Barış Annesi üyelerinden Raife Özbey de, Öcalan’ın sunduğu öneriler çerçevesinde bir adım atılması halinde akan kanın duracağını kaydederek, “Bugün eğer Öcalan’ın sunduğu öneriler çevresinde gidilseydi, bu kadar insan yaşamını yitirmezdi. Ancak barışın gelmesini istemeyenler sürekli kanın akmasını istedi. İmralı kapıları sonuna kadar açılsın, artık yeter. Açılsın, bu akan kan son bulsun. Bütün anneler akan kanının durması için direnişi yükseltmeli” ifadelerini kullandı.

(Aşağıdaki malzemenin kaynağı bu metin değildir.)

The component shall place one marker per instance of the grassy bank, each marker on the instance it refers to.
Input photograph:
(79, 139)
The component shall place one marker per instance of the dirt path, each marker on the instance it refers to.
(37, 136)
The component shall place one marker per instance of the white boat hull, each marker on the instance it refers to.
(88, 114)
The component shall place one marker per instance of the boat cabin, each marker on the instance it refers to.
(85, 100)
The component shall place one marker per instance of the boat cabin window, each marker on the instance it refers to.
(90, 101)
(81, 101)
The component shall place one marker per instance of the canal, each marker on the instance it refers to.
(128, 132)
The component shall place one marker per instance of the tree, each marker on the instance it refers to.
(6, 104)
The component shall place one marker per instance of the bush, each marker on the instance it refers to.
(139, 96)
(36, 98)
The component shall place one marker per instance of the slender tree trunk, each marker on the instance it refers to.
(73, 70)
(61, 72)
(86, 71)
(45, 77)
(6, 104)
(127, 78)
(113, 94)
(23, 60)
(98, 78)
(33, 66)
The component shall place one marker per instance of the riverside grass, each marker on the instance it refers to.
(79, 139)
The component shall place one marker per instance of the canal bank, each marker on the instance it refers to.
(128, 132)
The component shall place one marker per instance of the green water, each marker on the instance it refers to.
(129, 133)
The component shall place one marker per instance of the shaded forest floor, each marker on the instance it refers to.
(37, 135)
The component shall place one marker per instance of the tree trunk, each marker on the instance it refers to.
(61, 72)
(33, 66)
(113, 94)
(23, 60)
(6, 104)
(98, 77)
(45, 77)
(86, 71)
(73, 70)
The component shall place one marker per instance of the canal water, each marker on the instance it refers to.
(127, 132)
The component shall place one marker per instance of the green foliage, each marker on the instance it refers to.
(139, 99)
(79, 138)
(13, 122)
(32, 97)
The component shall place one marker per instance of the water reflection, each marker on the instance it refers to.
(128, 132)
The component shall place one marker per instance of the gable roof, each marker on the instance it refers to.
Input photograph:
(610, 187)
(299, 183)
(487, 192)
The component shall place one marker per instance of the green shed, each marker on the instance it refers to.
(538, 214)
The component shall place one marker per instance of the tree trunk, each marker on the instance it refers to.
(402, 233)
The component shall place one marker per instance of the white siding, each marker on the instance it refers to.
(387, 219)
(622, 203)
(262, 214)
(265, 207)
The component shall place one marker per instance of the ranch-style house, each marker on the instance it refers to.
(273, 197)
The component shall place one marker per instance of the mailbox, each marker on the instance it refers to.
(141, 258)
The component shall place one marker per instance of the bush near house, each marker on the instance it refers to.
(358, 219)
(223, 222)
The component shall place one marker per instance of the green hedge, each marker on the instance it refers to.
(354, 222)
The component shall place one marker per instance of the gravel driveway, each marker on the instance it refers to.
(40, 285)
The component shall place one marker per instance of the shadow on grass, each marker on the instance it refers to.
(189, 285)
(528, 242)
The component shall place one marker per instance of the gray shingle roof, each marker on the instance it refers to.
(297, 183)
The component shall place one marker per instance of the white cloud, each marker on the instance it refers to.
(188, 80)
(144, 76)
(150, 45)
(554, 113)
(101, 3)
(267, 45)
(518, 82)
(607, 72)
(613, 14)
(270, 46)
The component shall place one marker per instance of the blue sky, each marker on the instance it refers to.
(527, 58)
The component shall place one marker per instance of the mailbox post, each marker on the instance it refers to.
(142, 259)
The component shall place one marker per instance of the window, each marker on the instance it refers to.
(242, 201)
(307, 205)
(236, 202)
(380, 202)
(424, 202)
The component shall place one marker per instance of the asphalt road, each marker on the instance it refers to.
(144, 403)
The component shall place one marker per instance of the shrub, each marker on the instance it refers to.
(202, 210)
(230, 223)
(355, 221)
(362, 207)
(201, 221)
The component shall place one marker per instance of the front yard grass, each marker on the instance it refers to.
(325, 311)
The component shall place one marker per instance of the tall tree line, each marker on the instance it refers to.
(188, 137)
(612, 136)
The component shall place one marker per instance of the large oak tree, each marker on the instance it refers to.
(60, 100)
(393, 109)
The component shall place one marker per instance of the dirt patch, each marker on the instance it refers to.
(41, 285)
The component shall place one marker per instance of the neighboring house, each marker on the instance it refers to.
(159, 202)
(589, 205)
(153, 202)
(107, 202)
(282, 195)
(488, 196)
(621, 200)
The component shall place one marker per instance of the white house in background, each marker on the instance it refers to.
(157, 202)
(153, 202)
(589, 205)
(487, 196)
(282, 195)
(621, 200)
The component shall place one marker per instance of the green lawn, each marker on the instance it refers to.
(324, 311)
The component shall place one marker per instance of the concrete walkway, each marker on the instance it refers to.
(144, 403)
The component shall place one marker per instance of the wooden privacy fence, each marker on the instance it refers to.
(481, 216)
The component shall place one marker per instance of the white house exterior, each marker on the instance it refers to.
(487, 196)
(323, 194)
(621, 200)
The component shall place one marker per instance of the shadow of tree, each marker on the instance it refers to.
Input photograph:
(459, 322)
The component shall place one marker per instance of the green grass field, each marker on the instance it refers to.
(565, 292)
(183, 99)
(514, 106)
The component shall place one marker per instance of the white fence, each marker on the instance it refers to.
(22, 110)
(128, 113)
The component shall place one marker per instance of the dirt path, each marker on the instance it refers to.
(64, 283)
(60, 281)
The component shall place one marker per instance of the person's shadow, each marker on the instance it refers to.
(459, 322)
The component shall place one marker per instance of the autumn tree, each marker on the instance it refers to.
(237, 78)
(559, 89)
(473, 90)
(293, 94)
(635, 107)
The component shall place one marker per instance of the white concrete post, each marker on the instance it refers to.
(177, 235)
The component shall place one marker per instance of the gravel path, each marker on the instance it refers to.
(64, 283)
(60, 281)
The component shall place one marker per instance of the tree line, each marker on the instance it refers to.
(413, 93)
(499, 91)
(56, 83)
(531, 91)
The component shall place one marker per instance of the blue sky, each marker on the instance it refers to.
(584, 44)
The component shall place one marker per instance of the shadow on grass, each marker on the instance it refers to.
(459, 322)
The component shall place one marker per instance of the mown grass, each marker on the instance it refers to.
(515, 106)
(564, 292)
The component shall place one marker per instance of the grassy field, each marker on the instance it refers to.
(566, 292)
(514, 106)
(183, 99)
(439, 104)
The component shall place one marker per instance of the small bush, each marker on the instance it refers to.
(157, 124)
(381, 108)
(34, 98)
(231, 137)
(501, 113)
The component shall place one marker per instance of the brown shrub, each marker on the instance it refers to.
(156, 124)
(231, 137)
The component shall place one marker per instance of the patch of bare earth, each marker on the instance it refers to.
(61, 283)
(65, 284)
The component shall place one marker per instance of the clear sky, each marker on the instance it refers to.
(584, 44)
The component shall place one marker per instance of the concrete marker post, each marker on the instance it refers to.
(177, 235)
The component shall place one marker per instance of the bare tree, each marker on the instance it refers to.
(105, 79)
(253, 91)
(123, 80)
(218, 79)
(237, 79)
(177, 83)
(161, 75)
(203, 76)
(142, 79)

Savaşa ne ekonominin ne de insan gücünün yettiğini kaydeden Özbey, onurlu bir barış talebinde bulundu. Federe Kürdistan Bölgesi’nde devam eden operasyon ve çatışmalara da değinen Özbey, “Annelerin gözyaşının coğrafyası yoktur. Gözyaşı her yerde gözyaşıdır.  Barzani ailesi ‘Brakujî’den vazgeçsin. Barışa odaklansın. Din iman ve vicdanları buna nasıl el veriyor? Topraklarını başka devletlere açmasınlar. Başûr’daki yönetim Irak hükümetinin duruşunu gösteremiyor mu? ‘Biz başka devletleri topraklarımızda istemiyoruz' desinler. Başûr topraklarına yapılan saldırıyı kesinlikle kabul etmiyoruz. Biz anneler olarak Başûr’a yapılan saldırıya karşın Başûr hükümetinin kapılarına dayanacağız. ‘Birakujî’nin önünde set olmaya hazırız” diye konuştu.